# tonights photo shot



## Hellsangler69 (Sep 26, 2007)

Checking out my new lens and I got to say I wish I had a more zoom . Maybe next year . Got out of my vehicle to find a eagle flying right over me so I hurried to get the camera out . 
















Also found some eagle food hopping around all over the place .
















and some deer 
















and the sunset to top things off 
















and the moon


----------



## .45 (Sep 21, 2007)

Nice shots Hellsangler69 !!

Especially on them _jacks....._I didn't think Utah had them anymore... :shock:


----------



## LOAH (Sep 29, 2007)

Really nice. Especially Timp and the moonrise.


----------



## Loke (Sep 7, 2007)

You will never have enough zoom. I do like those sunset pics. It looks like they were taken in my old stomping grounds.


----------



## Nueces (Jul 22, 2008)

Nice looking photos.

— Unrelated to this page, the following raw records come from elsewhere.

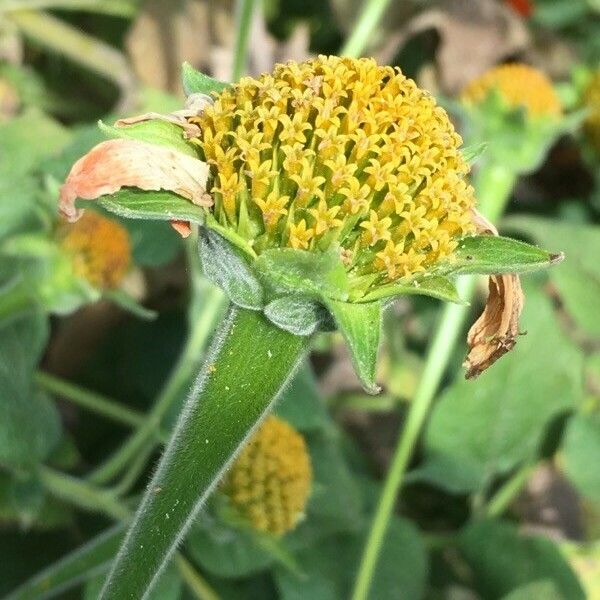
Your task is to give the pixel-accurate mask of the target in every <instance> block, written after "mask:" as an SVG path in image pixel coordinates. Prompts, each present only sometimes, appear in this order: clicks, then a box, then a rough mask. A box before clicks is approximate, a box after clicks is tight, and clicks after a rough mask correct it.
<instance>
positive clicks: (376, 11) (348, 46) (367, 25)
mask: <svg viewBox="0 0 600 600" xmlns="http://www.w3.org/2000/svg"><path fill="white" fill-rule="evenodd" d="M389 5H390V0H367V2H365V6H364V8H363V10H362V12H361V13H360V16H359V17H358V21H357V22H356V25H355V26H354V29H353V30H352V33H351V34H350V37H349V38H348V39H347V40H346V43H345V44H344V46H343V47H342V49H341V50H340V55H341V56H351V57H357V56H360V55H361V54H362V53H363V52H364V50H365V48H366V47H367V45H368V43H369V39H370V38H371V36H372V35H373V32H374V31H375V28H376V27H377V24H378V23H379V21H381V18H382V17H383V13H384V12H385V9H386V8H387V7H388V6H389Z"/></svg>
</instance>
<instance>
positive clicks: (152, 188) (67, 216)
mask: <svg viewBox="0 0 600 600" xmlns="http://www.w3.org/2000/svg"><path fill="white" fill-rule="evenodd" d="M207 178H208V165H207V164H206V163H205V162H203V161H201V160H199V159H197V158H193V157H192V156H187V155H186V154H183V153H182V152H178V151H177V150H173V149H171V148H167V147H164V146H159V145H155V144H149V143H146V142H141V141H139V140H130V139H116V140H108V141H106V142H102V143H101V144H98V145H97V146H95V147H94V148H92V149H91V150H90V151H89V152H88V153H87V154H86V155H85V156H83V157H82V158H80V159H79V160H78V161H77V162H76V163H75V164H74V165H73V167H72V168H71V172H70V173H69V175H68V176H67V179H66V181H65V183H64V184H63V186H62V187H61V189H60V201H59V207H60V211H61V213H62V214H63V215H64V216H65V217H66V218H67V219H68V220H69V221H76V220H77V219H78V218H79V217H80V216H81V212H82V211H81V210H80V209H77V208H76V207H75V200H76V199H77V198H82V199H84V200H95V199H96V198H98V197H100V196H104V195H106V194H114V193H115V192H118V191H119V190H120V189H121V188H123V187H134V188H139V189H141V190H146V191H159V190H167V191H170V192H174V193H176V194H179V195H180V196H183V197H184V198H187V199H188V200H190V201H191V202H193V203H194V204H197V205H198V206H206V207H208V206H211V205H212V199H211V197H210V195H209V194H207V192H206V180H207Z"/></svg>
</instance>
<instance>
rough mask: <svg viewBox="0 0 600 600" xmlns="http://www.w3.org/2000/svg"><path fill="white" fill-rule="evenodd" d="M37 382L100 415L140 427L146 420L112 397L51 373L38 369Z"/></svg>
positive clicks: (103, 416) (120, 422)
mask: <svg viewBox="0 0 600 600" xmlns="http://www.w3.org/2000/svg"><path fill="white" fill-rule="evenodd" d="M35 382H36V383H37V384H38V385H39V386H40V387H42V388H43V389H44V390H46V391H47V392H50V393H51V394H56V395H57V396H61V397H63V398H65V399H66V400H69V401H70V402H72V403H73V404H77V405H78V406H81V407H83V408H85V409H87V410H90V411H92V412H95V413H96V414H98V415H102V416H103V417H107V418H108V419H112V420H113V421H116V422H117V423H121V424H122V425H126V426H129V427H139V426H140V425H141V424H142V423H143V422H144V415H143V414H142V413H139V412H137V411H135V410H132V409H130V408H127V407H126V406H122V405H121V404H119V403H118V402H115V401H114V400H112V399H110V398H106V397H105V396H102V395H101V394H97V393H96V392H90V391H89V390H86V389H84V388H82V387H80V386H78V385H75V384H73V383H70V382H68V381H64V380H63V379H60V378H59V377H55V376H54V375H51V374H50V373H44V372H43V371H38V372H37V373H36V374H35Z"/></svg>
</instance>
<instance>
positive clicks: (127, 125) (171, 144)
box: [98, 119, 198, 158]
mask: <svg viewBox="0 0 600 600" xmlns="http://www.w3.org/2000/svg"><path fill="white" fill-rule="evenodd" d="M98 127H100V130H101V131H102V132H104V133H105V134H106V135H107V136H108V137H111V138H125V139H133V140H140V141H141V142H148V143H150V144H157V145H159V146H166V147H167V148H173V149H175V150H178V151H179V152H183V153H184V154H187V155H188V156H193V157H194V158H198V152H197V151H196V149H195V148H194V146H193V144H191V143H190V142H188V141H186V140H185V139H184V137H183V129H182V128H181V127H180V126H179V125H176V124H175V123H169V122H168V121H161V120H159V119H151V120H148V121H142V122H140V123H135V124H133V125H124V126H122V127H115V126H113V125H107V124H106V123H103V122H102V121H98Z"/></svg>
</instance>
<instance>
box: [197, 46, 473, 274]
mask: <svg viewBox="0 0 600 600" xmlns="http://www.w3.org/2000/svg"><path fill="white" fill-rule="evenodd" d="M190 121H191V122H193V123H195V124H196V125H198V126H199V128H200V130H201V133H200V134H199V136H198V137H196V138H193V140H192V141H193V142H194V143H196V144H197V145H198V146H199V147H200V148H201V151H202V154H203V157H204V158H205V159H206V160H208V161H209V163H210V164H211V178H210V180H209V186H210V187H209V189H210V190H211V192H212V195H213V197H214V201H215V206H214V216H215V218H216V220H217V221H218V222H219V223H220V224H221V225H223V226H225V227H228V228H231V229H234V230H235V231H236V233H237V234H238V235H239V236H241V237H242V238H244V239H245V240H246V241H247V242H248V243H249V244H251V245H252V247H253V249H254V251H255V252H256V253H257V254H260V253H261V252H262V251H264V250H265V249H268V248H277V247H291V248H296V249H299V250H308V251H312V252H325V251H327V250H328V249H330V248H332V247H333V248H336V249H337V250H338V251H339V253H340V256H341V257H342V258H343V261H344V264H345V266H346V269H347V271H348V274H349V276H350V277H351V278H352V277H362V276H372V277H373V282H374V285H377V284H379V283H384V282H386V281H389V280H394V279H400V278H410V277H411V276H413V275H414V274H416V273H419V272H422V271H425V270H427V269H428V268H431V267H432V266H433V265H434V264H435V263H437V262H438V261H440V260H443V259H446V258H448V257H449V256H450V255H451V254H452V253H453V251H454V249H455V248H456V246H457V243H458V242H457V240H458V239H459V238H460V237H461V236H464V235H465V234H468V233H470V232H472V230H473V226H472V224H471V218H470V213H471V208H472V207H473V203H474V200H473V190H472V188H471V187H470V186H469V185H468V184H467V183H466V182H465V175H466V174H467V173H468V171H469V167H468V165H467V163H466V162H465V160H464V159H463V157H462V155H461V154H460V152H459V150H458V148H459V146H460V144H461V143H462V140H461V138H460V136H459V135H458V134H457V133H456V132H455V131H454V128H453V126H452V124H451V123H450V121H449V119H448V116H447V115H446V113H445V111H444V110H443V109H442V108H440V107H438V106H436V103H435V101H434V100H433V98H432V97H431V96H430V95H429V94H427V93H426V92H424V91H422V90H420V89H419V88H418V87H417V86H416V84H415V83H414V81H412V80H411V79H408V78H406V77H405V76H404V75H403V74H402V73H401V72H400V71H399V70H398V69H394V68H392V67H381V66H378V65H377V63H376V62H375V61H374V60H372V59H366V58H363V59H351V58H338V57H333V56H330V57H326V56H319V57H318V58H316V59H313V60H309V61H307V62H304V63H300V64H298V63H294V62H289V63H287V64H283V65H277V66H276V67H275V69H274V71H273V73H272V74H268V75H267V74H264V75H261V76H260V77H258V78H257V79H253V78H249V77H246V78H243V79H242V80H241V81H240V82H239V83H238V84H236V85H234V86H232V87H231V88H228V89H226V90H224V91H223V92H221V93H220V94H219V95H217V96H216V98H215V102H214V104H213V105H212V106H209V107H208V108H207V109H206V110H205V111H204V113H203V114H202V115H201V116H199V117H193V118H191V119H190ZM440 192H441V195H440Z"/></svg>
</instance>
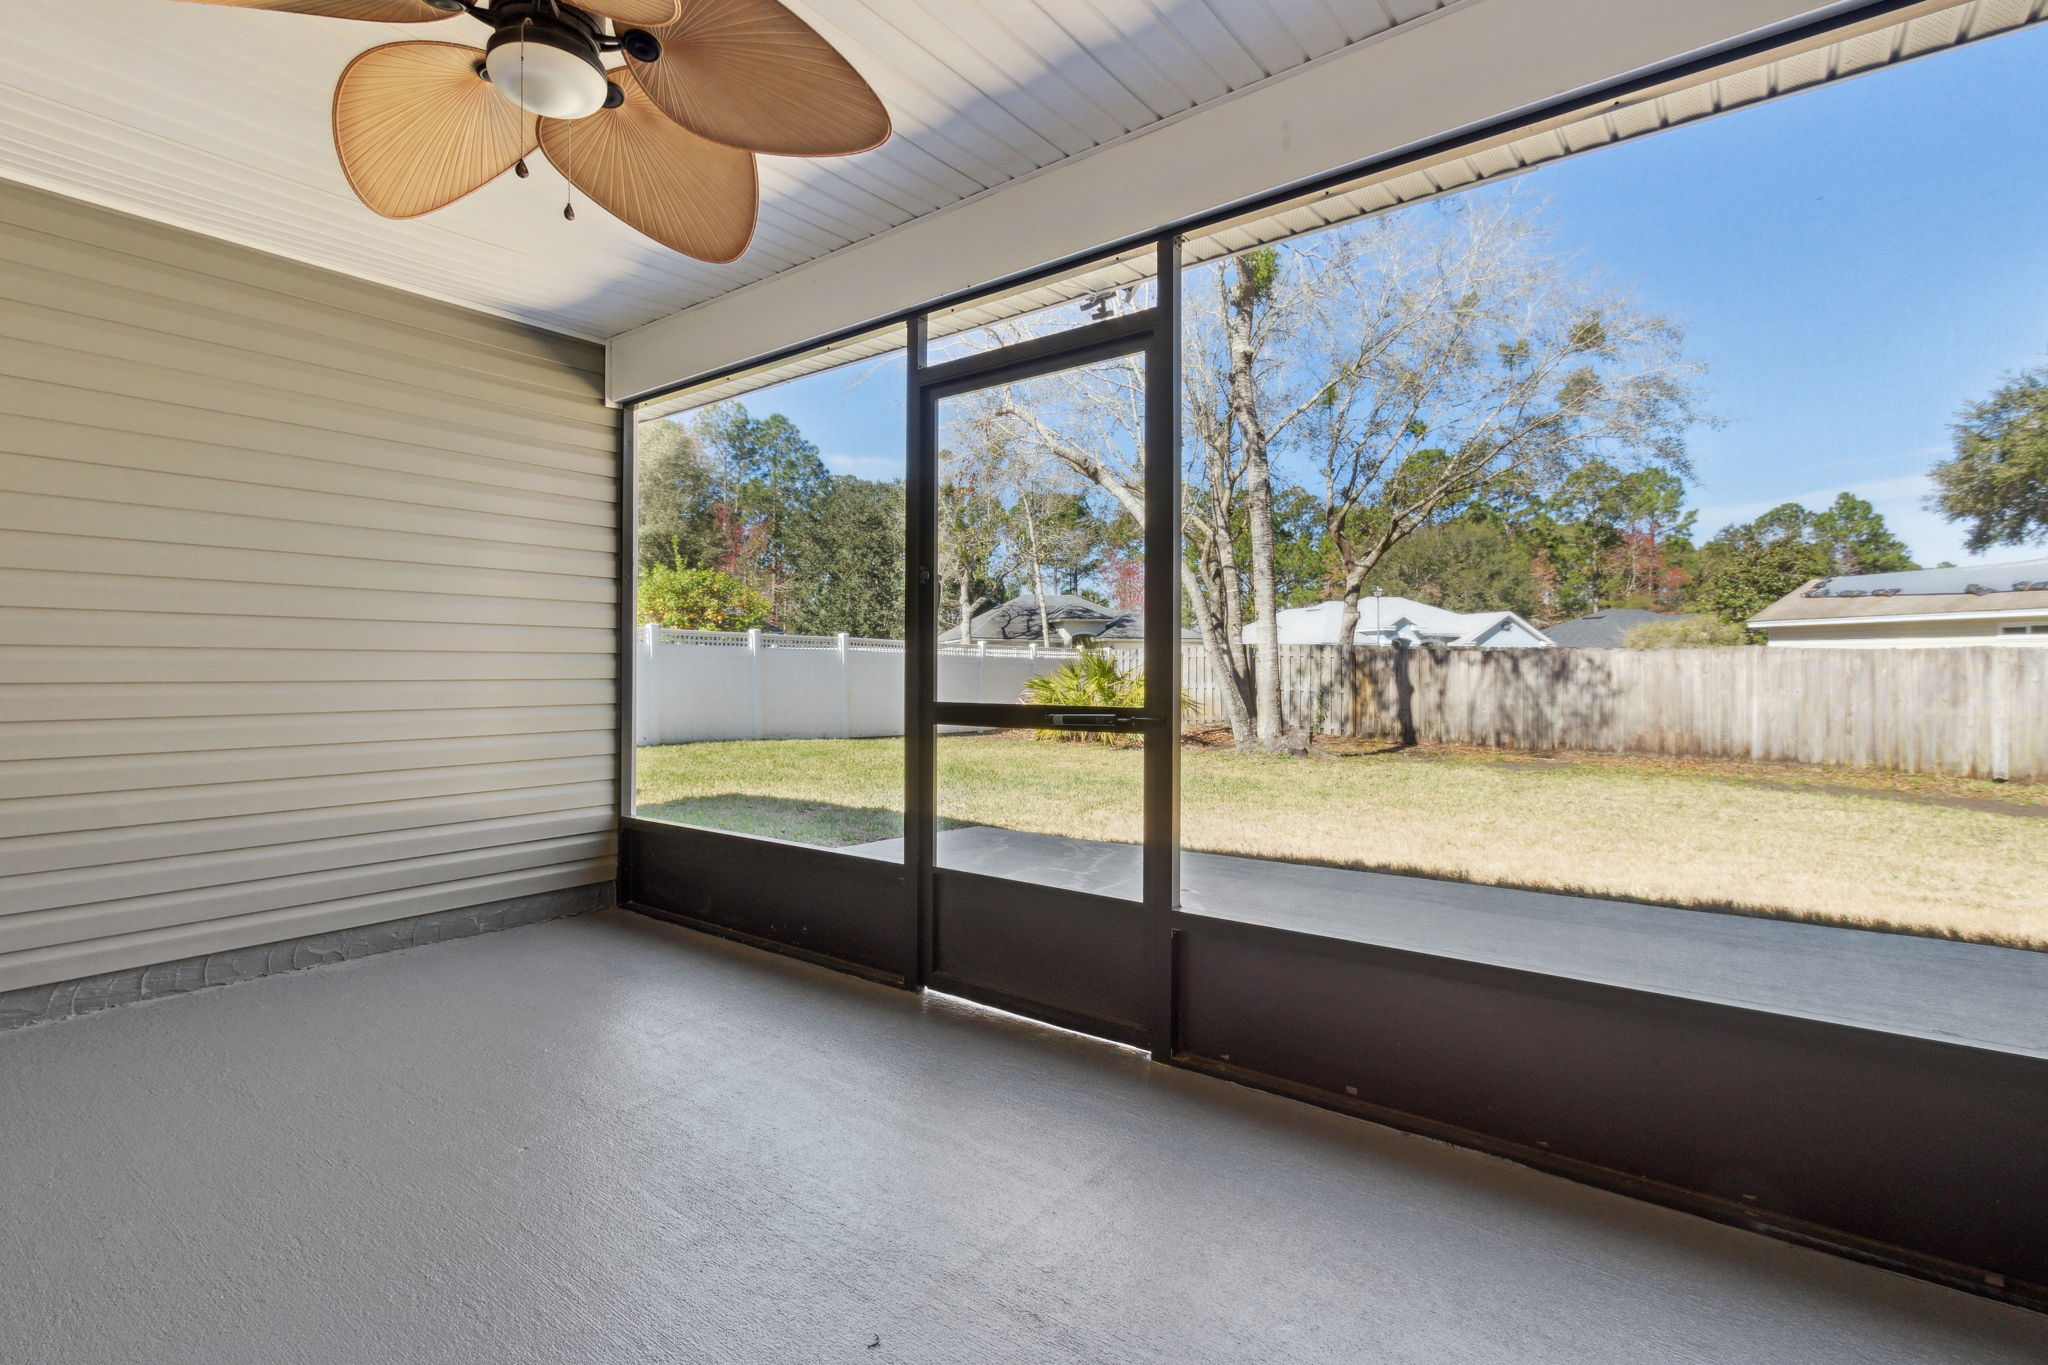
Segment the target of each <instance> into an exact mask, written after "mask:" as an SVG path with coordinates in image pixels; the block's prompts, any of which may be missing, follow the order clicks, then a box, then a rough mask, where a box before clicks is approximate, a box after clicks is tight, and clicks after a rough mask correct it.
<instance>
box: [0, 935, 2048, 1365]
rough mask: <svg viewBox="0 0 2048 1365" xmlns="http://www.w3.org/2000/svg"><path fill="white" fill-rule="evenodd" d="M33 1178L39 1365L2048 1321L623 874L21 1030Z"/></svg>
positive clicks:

The moon is in an orbit that is supposed to be the closest to the earth for a while this month.


----------



## dkhntrdstn (Sep 7, 2007)

Nice pic there.


----------



## Hellsangler69 (Sep 26, 2007)

My ride to Strawberry today and pickup a few more pics .


----------



## Al Hansen (Sep 7, 2007)

Jacks _(O)_ :shock: SO THAT'S WHAT THE DARN THINGS LOOK LIKE _(O)_ :shock:


----------